Die Beschwerde hat keinen Erfolg. Es ist bereits zweifelhaft, ob ihre Begründung den Darlegungsanforderungen des § 116 Abs. 3 Satz 3 der Finanzgerichtsordnung (FGO) entspricht; jedenfalls sind die vom Kläger und Beschwerdeführer (Kläger) geltend gemachten Zulassungsgründe nicht gegeben.

2

1. Für die vom Kläger behauptete grundsätzliche Bedeutung der Rechtssache fehlt es schon an einer Auseinandersetzung mit den in Rechtsprechung und Literatur vertretenen Ansichten zu der den Streitfall betreffenden, von den zivilrechtlichen Beteiligungsverhältnissen abweichenden Kostentragung unter den (ehemaligen) Eheleuten (vgl. etwa Urteile des Bundesfinanzhofs --BFH-- vom 23. November 2004 IX R 59/01, BFHE 208, 203, BStBl II 2005, 454; vom 20. Januar 2009 IX R 18/07, BFH/NV 2009, 1247; Blümich/Heuermann, § 21 EStG Rz 66 ff.).

3

Auch hat die Rechtssache keine grundsätzliche Bedeutung i.S. von § 115 Abs. 2 Nr. 1 FGO; denn die vom Kläger aufgeworfene Rechtsfrage ist durch die o.a.

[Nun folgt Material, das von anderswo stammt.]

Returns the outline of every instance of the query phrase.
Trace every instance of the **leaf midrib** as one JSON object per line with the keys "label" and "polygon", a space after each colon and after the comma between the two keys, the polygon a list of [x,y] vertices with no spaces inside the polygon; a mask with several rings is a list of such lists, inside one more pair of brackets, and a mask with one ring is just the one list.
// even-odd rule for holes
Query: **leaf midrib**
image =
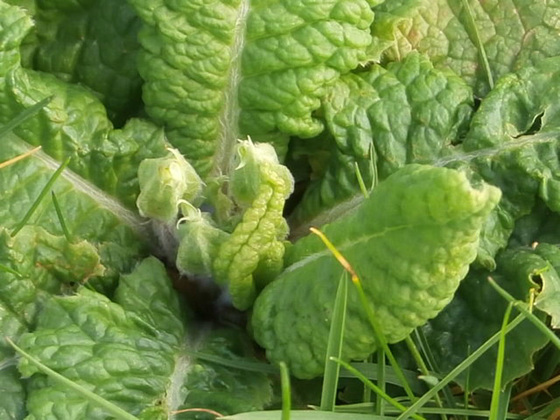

Rechtsprechung geklärt. Im Übrigen legt der Kläger --anders als das Finanzgericht (FG)-- seinen Ausführungen auch für die Zeit nach der Trennung der Eheleute eine steuerrechtlich anzuerkennende abweichende (stillschweigende) Vereinbarung unter diesen zugrunde. Insoweit rügt der Kläger lediglich eine (vermeintlich) fehlerhafte Tatsachenwürdigung und Rechtsanwendung durch das FG, also die materielle Unrichtigkeit des Urteils; damit kann indes die Zulassung der Revision nicht erreicht werden (vgl. BFH-Beschlüsse vom 24. September 2008 IX B 110/08, BFH/NV 2009, 39; vom 29. Juni 2009 IX B 74/09, juris, unter 1.). Zudem betrifft das vom Kläger angeführte Urteil des Bundesgerichtshofs vom 27. November 1996 XII ZR 43/95 (Zeitschrift für das gesamte Familienrecht 1997, 487) einen anderen Fall; davon geht auch das FG aus ("... im Streitfall keine Anwendung ...").

4

2. Soweit der Kläger eine Verletzung der Sachaufklärungspflicht (§ 76 Abs. 1 FGO) als (verzichtbaren) Verfahrensmangel in Gestalt des Unterlassens einer Amtsermittlung rügt, ist dieser Verstoß nicht gegeben. Ausweislich des Sitzungsprotokolls (zu dessen Beweiskraft s. § 94 FGO i.V.m. § 165 der Zivilprozessordnung --ZPO--) wurde "die Sach- und Rechtslage mit den Beteiligten eingehend erörtert", ohne dass ein Beweisantrag gestellt oder der Kläger auf ihn oder anderweitige Aufklärungsmaßnahmen hingewirkt hätte, obwohl spätestens aufgrund der Ladung erkennbar war, dass das FG eine mögliche Beweiserhebung oder weitere Aufklärungsmaßnahmen außerhalb der mündlichen Verhandlung nicht durchzuführen beabsichtigte. Gleichwohl hat der --in der mündlichen Verhandlung vor dem FG fachkundig vertretene-- Kläger rügelos zur Sache verhandelt und damit sein Rügerecht durch bloßes Unterlassen einer rechtzeitigen Rüge verloren (§ 155 FGO i.V.m. § 295 ZPO; vgl. BFH-Beschluss vom 27. August 2008 IX B 207/07, BFH/NV 2008, 2022, m.w.N.).

5

Auch fehlt der Vortrag, dass die Nichterhebung der angebotenen Beweise in der mündlichen Verhandlung gerügt wurde oder weshalb diese Rüge nicht möglich war (vgl. BFH-Beschluss vom 15. März 2007 IX B 234/06, BFH/NV 2007, 1179).

6

Im Übrigen ergeht der Beschluss nach § 116 Abs. 5 Satz 2 FGO ohne weitere Begründung.